The research from BlackRock – the world’s largest asset manager – shows that over half its clients intend to reduce their allocations to public equities over 2019.

This is most pronounced in the US and Canada, where more than two-thirds intend to decrease allocations, compared with less than a third in Continental Europe.

The respondents said they are likely to turn to illiquid assets, with 54% intending to increase exposure to real assets, 47% to private equity and 40% to real estate.

Meanwhile, more than half said a potential economic downturn was one the most important macro risks influencing their rebalancing and asset allocation plans.

“We believe that private markets can help clients navigate this more challenging environment,” said Edwin Conway, global head of BlackRock’s Institutional Client Business. 

“We’re not surprised to see clients increasing allocations to illiquid assets, including private credit – we have been emphasising the potential of alternatives for some time.”

The survey of 230 clients, representing over £7tn (£5.5trn) in investable assets, found that 38% plan to increase their fixed income allocations, up from 29% last year.

Conway said the move to fixed income is especially pronounced for corporate pensions, with many defined benefit plans focused on de-risking and “preparing for an end-game”.

The most prominent consideration mentioned by the survey respondents was reducing public market risk in portfolios, followed by increasing allocations to alpha-seeking strategies.

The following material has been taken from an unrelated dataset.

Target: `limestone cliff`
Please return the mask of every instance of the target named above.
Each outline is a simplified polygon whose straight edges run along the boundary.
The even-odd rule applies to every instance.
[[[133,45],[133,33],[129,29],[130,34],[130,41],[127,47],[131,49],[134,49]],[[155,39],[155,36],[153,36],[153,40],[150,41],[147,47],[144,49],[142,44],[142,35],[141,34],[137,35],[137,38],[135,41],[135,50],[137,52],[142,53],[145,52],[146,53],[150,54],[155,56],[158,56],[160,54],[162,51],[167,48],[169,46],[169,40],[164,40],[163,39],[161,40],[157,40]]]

It was also found that a quarter of BlackRock clients intend to focus more on Environmental, Social and Governance (ESG) strategies and impact investing this year.

“In a world of increased market volatility and great levels of uncertainty, clients are reimagining what they do with their risk assets," Conway continued.

“It’s important for clients to stay invested, with equities continuing to have a significant role in portfolios and alpha seeking-strategies making particular sense in the current climate.”